Начало лета принесло теплую солнечную погоду. Стояли самые длинные дни и самые короткие ночи, вернее сказать, ночей почти не было. Одна заря сменяла другую, незаметно переходя в утренний рассвет, наполненный запахом цветущих трав, крупными, чистыми каплями росы, сверкающими в утренних лучах солнца всеми цветами радуги, низко стелющимся туманом над рекой. Пробуждение природы всегда умиляло Алексея: хотелось дышать свежим воздухом, не только ртом, но и всем телом захватывать его аромат, ощущая щекочущий ветерок раннего утра, когда из-за леса не было еще видно солнца, но его лучи уже озаряли голубой небосклон и небольшие белые пушинки облаков, парящие в вышине. Хорошо и приятно было смотреть, не отрываясь, в глубину неба и думать о том, что где-то там, далеко-далеко, в безвоздушном пространстве, живут другие цивилизации, люди которых не знают войн, приносящий горе и лишения, разлуку с близкими, смерть.
В такое же самое утро Алеша проснулся рано. Дверь в палатке была открыта. В проеме двери виден был часовой, расхаживающий возле кухни, уже освещенный косыми лучами восходящего солнца. Выйдя из палатки, он увидел Василия, который сидя на берегу, полоскал свою рубашку и носки.
- Готовишься? – спросил Алеша.
- А как же! – ответил Василий, продолжая намыливать белье.
- Купался?
- Да.
- Как вода?
- Мокрая, - серьезно ответил Василий.
Алексей рассмеялся и с разбегу нырнул в воду. Она обожгла его за ночь нагретое тело, но уже через минуту ласково сжимала со всех сторон, придавая бодрость и свежесть. Тело привыкло к воде и не хотелось выходить из нее. Алексей лег на спину и, затаив дыхание, смотрел на небо, плывя по течению, слегка подгребая руками воду под себя.
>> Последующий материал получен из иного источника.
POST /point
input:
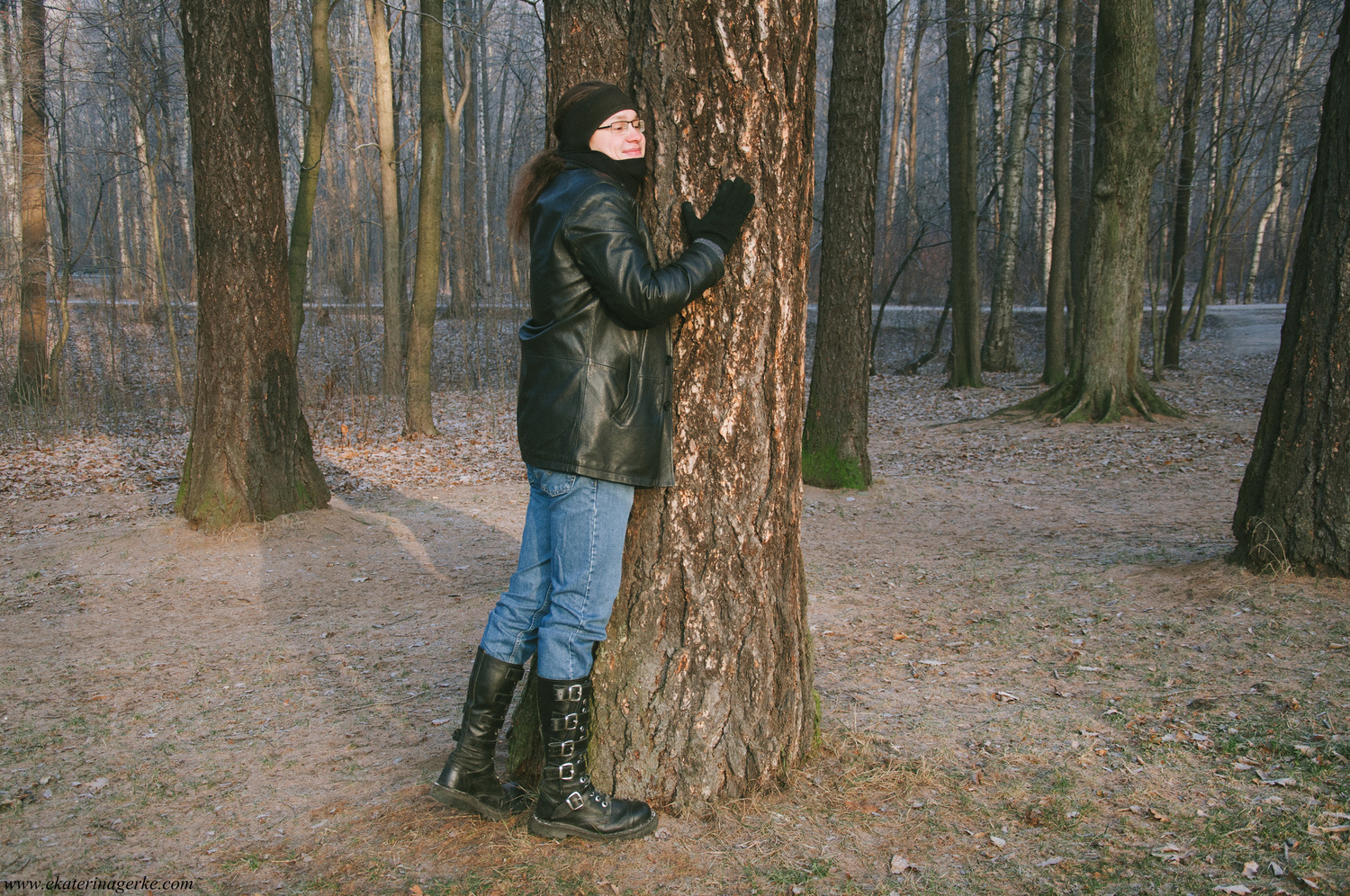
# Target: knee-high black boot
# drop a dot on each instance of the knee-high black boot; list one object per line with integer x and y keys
{"x": 569, "y": 803}
{"x": 469, "y": 782}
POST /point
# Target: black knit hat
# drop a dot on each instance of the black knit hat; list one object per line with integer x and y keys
{"x": 585, "y": 108}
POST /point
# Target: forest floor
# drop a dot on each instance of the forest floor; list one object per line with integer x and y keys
{"x": 1037, "y": 672}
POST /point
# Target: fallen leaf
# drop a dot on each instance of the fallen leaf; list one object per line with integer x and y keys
{"x": 899, "y": 865}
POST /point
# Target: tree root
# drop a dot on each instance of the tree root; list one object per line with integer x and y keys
{"x": 1074, "y": 401}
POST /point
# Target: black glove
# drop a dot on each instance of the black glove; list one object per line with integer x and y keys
{"x": 725, "y": 216}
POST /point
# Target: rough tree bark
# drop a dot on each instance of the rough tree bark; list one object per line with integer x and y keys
{"x": 834, "y": 436}
{"x": 999, "y": 348}
{"x": 427, "y": 277}
{"x": 1058, "y": 289}
{"x": 1106, "y": 382}
{"x": 1084, "y": 40}
{"x": 1185, "y": 177}
{"x": 961, "y": 173}
{"x": 320, "y": 103}
{"x": 704, "y": 687}
{"x": 32, "y": 377}
{"x": 1293, "y": 507}
{"x": 392, "y": 378}
{"x": 250, "y": 456}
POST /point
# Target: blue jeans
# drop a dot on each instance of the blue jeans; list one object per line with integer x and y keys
{"x": 572, "y": 559}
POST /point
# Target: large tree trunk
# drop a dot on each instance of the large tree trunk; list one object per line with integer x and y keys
{"x": 1106, "y": 382}
{"x": 1293, "y": 507}
{"x": 250, "y": 456}
{"x": 1185, "y": 175}
{"x": 30, "y": 380}
{"x": 704, "y": 687}
{"x": 427, "y": 278}
{"x": 1058, "y": 288}
{"x": 961, "y": 170}
{"x": 392, "y": 378}
{"x": 999, "y": 348}
{"x": 834, "y": 437}
{"x": 320, "y": 103}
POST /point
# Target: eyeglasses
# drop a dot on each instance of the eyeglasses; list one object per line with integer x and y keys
{"x": 621, "y": 127}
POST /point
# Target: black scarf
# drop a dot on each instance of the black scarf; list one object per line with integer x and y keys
{"x": 629, "y": 173}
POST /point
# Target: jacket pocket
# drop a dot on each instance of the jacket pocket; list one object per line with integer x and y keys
{"x": 616, "y": 390}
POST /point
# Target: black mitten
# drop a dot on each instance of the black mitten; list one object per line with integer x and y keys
{"x": 725, "y": 216}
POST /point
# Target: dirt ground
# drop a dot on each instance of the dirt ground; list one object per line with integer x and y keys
{"x": 1037, "y": 672}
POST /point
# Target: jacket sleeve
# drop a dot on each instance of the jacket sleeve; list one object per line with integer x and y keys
{"x": 605, "y": 240}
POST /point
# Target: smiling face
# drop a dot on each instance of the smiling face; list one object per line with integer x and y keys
{"x": 618, "y": 146}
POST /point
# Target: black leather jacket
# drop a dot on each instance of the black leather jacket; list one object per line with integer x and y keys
{"x": 596, "y": 354}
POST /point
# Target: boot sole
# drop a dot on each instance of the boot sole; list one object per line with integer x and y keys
{"x": 466, "y": 803}
{"x": 558, "y": 830}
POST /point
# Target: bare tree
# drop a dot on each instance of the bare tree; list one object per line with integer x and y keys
{"x": 834, "y": 436}
{"x": 427, "y": 278}
{"x": 963, "y": 200}
{"x": 705, "y": 683}
{"x": 999, "y": 348}
{"x": 1293, "y": 507}
{"x": 320, "y": 104}
{"x": 389, "y": 212}
{"x": 1106, "y": 383}
{"x": 250, "y": 456}
{"x": 1058, "y": 286}
{"x": 32, "y": 380}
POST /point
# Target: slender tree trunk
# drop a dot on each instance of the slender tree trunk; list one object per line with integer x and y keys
{"x": 462, "y": 266}
{"x": 1288, "y": 261}
{"x": 474, "y": 210}
{"x": 999, "y": 348}
{"x": 320, "y": 104}
{"x": 896, "y": 153}
{"x": 156, "y": 247}
{"x": 32, "y": 377}
{"x": 392, "y": 378}
{"x": 912, "y": 143}
{"x": 834, "y": 437}
{"x": 1284, "y": 150}
{"x": 1084, "y": 43}
{"x": 961, "y": 170}
{"x": 1106, "y": 382}
{"x": 427, "y": 278}
{"x": 1293, "y": 507}
{"x": 1185, "y": 175}
{"x": 704, "y": 687}
{"x": 1058, "y": 291}
{"x": 250, "y": 456}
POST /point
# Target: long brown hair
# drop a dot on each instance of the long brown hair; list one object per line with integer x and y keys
{"x": 540, "y": 170}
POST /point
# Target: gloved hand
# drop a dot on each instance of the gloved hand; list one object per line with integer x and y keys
{"x": 725, "y": 216}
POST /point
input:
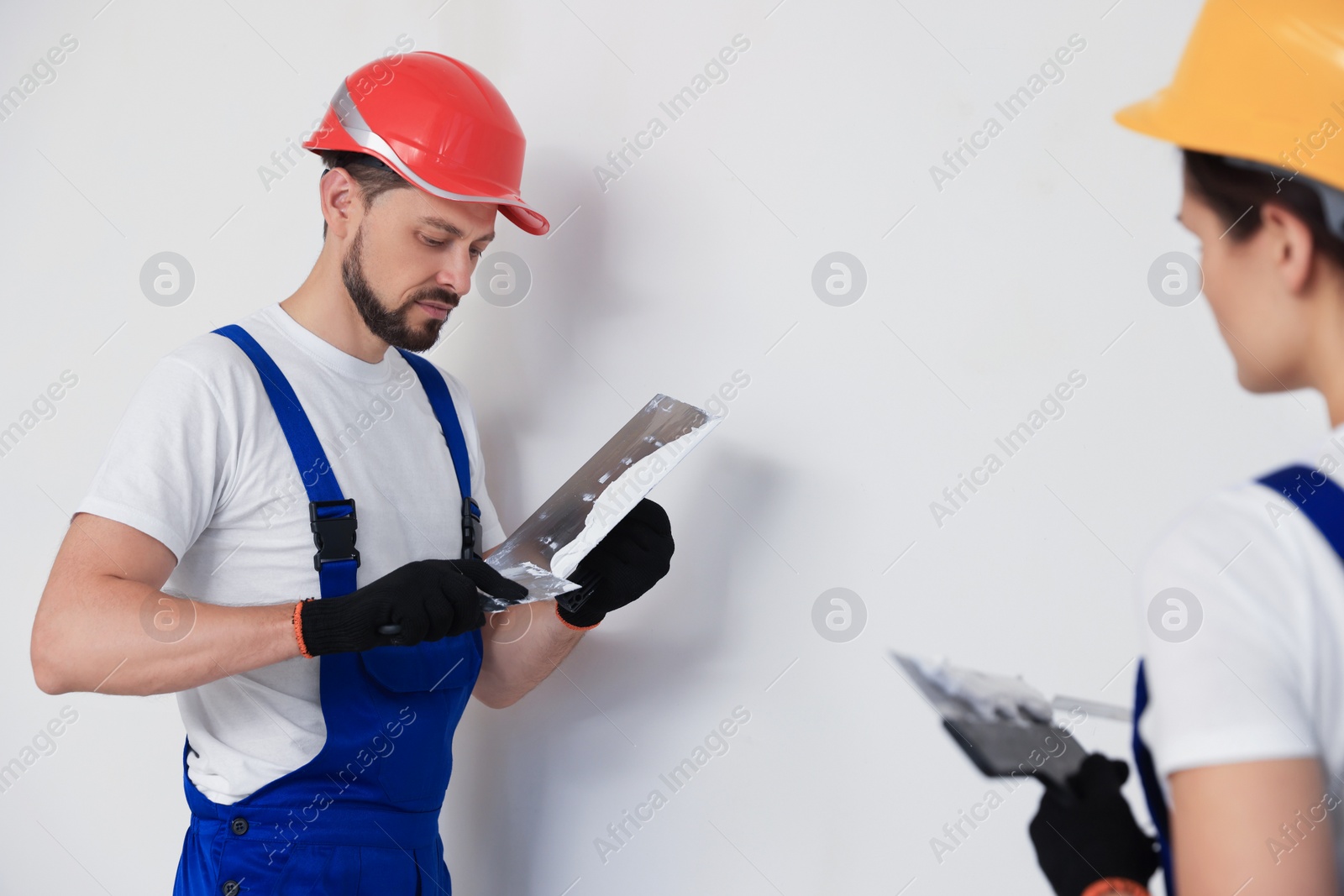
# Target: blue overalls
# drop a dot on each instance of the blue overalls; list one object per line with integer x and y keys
{"x": 362, "y": 815}
{"x": 1323, "y": 503}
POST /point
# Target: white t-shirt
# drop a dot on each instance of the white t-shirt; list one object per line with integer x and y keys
{"x": 201, "y": 464}
{"x": 1263, "y": 678}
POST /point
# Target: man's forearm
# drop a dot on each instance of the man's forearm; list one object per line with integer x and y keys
{"x": 124, "y": 637}
{"x": 523, "y": 645}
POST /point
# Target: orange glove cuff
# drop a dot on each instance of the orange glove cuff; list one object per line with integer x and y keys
{"x": 299, "y": 627}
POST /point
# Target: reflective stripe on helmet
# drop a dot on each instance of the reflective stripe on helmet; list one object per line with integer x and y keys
{"x": 360, "y": 130}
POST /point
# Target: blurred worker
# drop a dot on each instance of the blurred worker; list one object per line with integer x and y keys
{"x": 319, "y": 731}
{"x": 1240, "y": 705}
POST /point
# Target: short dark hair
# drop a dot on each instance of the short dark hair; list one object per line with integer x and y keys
{"x": 1238, "y": 194}
{"x": 369, "y": 172}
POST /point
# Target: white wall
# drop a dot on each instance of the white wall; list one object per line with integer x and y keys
{"x": 694, "y": 264}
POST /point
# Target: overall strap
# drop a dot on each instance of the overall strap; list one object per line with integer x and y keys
{"x": 441, "y": 402}
{"x": 1152, "y": 788}
{"x": 329, "y": 513}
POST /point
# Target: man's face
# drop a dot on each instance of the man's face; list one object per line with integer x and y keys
{"x": 410, "y": 262}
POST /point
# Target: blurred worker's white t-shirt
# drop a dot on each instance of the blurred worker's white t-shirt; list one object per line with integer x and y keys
{"x": 1263, "y": 676}
{"x": 201, "y": 464}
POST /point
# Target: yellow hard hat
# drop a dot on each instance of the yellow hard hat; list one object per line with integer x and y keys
{"x": 1260, "y": 80}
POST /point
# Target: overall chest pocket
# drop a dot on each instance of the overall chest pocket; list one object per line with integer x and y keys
{"x": 432, "y": 665}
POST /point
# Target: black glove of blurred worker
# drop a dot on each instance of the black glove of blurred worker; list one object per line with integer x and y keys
{"x": 429, "y": 600}
{"x": 622, "y": 567}
{"x": 1089, "y": 833}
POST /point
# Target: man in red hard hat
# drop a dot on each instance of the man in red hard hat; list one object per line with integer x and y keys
{"x": 319, "y": 731}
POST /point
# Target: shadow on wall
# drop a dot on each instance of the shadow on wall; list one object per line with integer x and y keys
{"x": 524, "y": 772}
{"x": 575, "y": 291}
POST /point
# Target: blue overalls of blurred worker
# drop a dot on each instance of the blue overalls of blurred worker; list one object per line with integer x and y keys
{"x": 1240, "y": 698}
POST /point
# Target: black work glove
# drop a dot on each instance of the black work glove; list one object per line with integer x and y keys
{"x": 429, "y": 600}
{"x": 1088, "y": 832}
{"x": 622, "y": 567}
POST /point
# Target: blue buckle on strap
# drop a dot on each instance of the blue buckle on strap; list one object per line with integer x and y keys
{"x": 333, "y": 526}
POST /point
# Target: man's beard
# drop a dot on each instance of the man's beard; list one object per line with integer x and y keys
{"x": 390, "y": 325}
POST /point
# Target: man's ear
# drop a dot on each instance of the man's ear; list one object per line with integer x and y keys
{"x": 338, "y": 194}
{"x": 1292, "y": 244}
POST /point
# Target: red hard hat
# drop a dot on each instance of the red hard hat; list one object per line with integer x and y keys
{"x": 438, "y": 123}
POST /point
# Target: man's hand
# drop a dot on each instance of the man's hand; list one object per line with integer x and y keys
{"x": 1088, "y": 833}
{"x": 429, "y": 600}
{"x": 627, "y": 563}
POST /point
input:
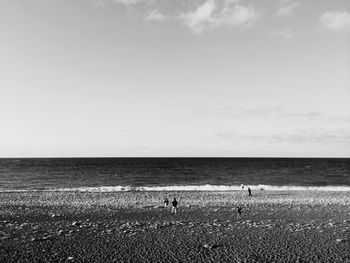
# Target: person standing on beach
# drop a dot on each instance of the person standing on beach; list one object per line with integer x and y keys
{"x": 166, "y": 202}
{"x": 174, "y": 208}
{"x": 239, "y": 212}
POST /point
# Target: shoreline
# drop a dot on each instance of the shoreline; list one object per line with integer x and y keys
{"x": 279, "y": 226}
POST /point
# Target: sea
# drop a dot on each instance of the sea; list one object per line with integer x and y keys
{"x": 173, "y": 174}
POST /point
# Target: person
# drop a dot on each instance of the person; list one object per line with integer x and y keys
{"x": 239, "y": 212}
{"x": 166, "y": 202}
{"x": 174, "y": 208}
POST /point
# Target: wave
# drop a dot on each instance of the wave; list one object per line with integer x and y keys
{"x": 207, "y": 187}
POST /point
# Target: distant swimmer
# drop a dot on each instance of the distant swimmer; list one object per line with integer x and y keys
{"x": 239, "y": 212}
{"x": 166, "y": 202}
{"x": 174, "y": 208}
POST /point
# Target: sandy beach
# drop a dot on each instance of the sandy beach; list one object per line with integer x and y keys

- Куда это ты поплыл, в Руссу? – крикнул ему с берега Василий.
- Домой! – в шутку ответил Алеша.
- Ну, плыви, а мы пойдем праздновать Троицу!
- И я! И я! – закричал Алеша, подражая крику ишака.
Он быстро перевернулся и саженками поплыл к берегу.
- Мне тоже надо освежить рубашку, - сказал он, выжимая мокрые трусы.
В это время из палатки стали выходить ребята, направляясь к реке.
Когда солнце уже высоко стояло над горизонтом, ребята пошли в деревню, где ждали девушки.
Одетые в суконные французские брюки и в рубашках, ребята выглядели несколько комично в такую жаркую погоду. Одна из девушек запела частушку:
Ой, бойцы, бойцы, бойцы советские,
зачем надели вы штаны немецкие…
Все громко рассмеялись.
- Не немецкие, а французские, - заметил Василий, явно смущаясь своего непрезентабельного вида.
- Во-первых, эта частушка не про вас, - отпарировала девушка, - а про тех, кто действительно напялил на себя немецкие штаны. Ну, а во-вторых, про французские будет не так складно.
И все опять засмеялись.
Так с шутками и прибаутками они дошли до деревни. Она показалась ребятам довольно большой, по сравнению с той, в которой они находились. Все дома были целыми, разрушений не было. Из открытых окон слышны были громкие разговоры и песни. Вдоль всей деревни пролегала проезжая дорога, по обе стороны которой стояли приземистые дома.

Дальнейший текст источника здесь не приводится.